DevOps Deep Dive: Docker for Multi-Node LLM Training
Container recipe and health checks used to keep multi-node LLaMA-Factory runs consistent.
This post collects the exact Docker commands and checks I used while orchestrating multi-node training.

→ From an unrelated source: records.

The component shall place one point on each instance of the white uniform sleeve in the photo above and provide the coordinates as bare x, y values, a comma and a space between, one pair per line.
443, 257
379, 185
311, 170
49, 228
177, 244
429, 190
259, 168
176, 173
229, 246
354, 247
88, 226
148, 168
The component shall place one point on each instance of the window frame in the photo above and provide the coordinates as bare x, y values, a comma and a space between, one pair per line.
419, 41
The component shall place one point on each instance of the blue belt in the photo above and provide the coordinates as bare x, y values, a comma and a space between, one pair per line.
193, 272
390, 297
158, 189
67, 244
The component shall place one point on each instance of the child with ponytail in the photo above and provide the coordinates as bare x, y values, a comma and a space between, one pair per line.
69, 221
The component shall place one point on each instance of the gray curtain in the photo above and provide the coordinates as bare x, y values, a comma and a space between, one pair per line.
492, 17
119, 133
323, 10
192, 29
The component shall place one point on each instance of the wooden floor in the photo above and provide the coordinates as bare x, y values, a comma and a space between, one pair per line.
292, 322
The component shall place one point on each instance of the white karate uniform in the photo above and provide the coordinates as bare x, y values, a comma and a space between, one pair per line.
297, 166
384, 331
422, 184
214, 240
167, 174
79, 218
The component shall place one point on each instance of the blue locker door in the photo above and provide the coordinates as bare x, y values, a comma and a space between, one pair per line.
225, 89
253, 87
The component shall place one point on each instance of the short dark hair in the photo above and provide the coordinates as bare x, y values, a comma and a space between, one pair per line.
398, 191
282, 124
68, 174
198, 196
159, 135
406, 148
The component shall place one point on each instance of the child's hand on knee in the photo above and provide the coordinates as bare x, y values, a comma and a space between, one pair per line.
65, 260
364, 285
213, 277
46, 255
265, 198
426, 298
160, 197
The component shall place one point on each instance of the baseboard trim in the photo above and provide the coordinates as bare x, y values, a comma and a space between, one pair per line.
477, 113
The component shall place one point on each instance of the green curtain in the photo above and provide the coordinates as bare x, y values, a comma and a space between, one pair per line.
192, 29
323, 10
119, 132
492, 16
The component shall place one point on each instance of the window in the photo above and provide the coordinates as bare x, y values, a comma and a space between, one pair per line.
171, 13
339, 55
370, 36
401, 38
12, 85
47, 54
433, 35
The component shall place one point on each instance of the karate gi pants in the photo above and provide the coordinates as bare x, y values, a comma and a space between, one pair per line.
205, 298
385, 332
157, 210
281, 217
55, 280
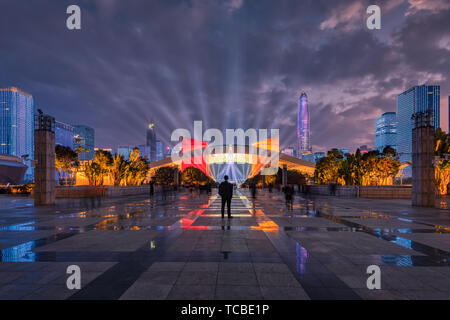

All snippets come from my notes repo.
Base container run (host networking, GPUs, large shm)
docker run -d \
--name llamafactory \
--network host \
--gpus all \
--ipc host \
--shm-size=16g \
-v /nfs:/nfs \
-v /home/ubuntu/LLaMA-Factory:/app \
--workdir /app \
hiyouga/llamafactory:latest \
sleep infinity
Enter the container:
docker exec -it llamafactory /bin/bash
Graceful stop: kill in-container training processes
docker exec -it llamafactory bash -lc '
echo "Killing training...";
pkill -f "torchrun|deepspeed|accelerate|src/train.py" || true;
sleep 1;
pgrep -fal "torchrun|deepspeed|accelerate|src/train.py" || true
'
Permissions and quick NFS sanity
sudo chmod -R 777 /nfs/deepseek_v3_lora_prod_run_5
# NFS visibility
dmesg | tail -n 200 | sed -n '/nfs\|rpc\|lockd\|sunrpc/Ip'
sudo journalctl -k --no-pager -n 200 | sed -n '/nfs\|rpc\|lockd\|sunrpc/Ip'
showmount -e 10.18.126.17 2>&1 | sed -n '1,120p'
Find largest files when space gets tight
sudo find / -xdev -type f -printf '%s\t%p\n' 2>/dev/null \
| sort -nr | head -n 50 \
| numfmt --to=iec --suffix=B --field=1 --padding=7
These basics made container bring-up reproducible across nodes and kept the runtime surface small when debugging training issues.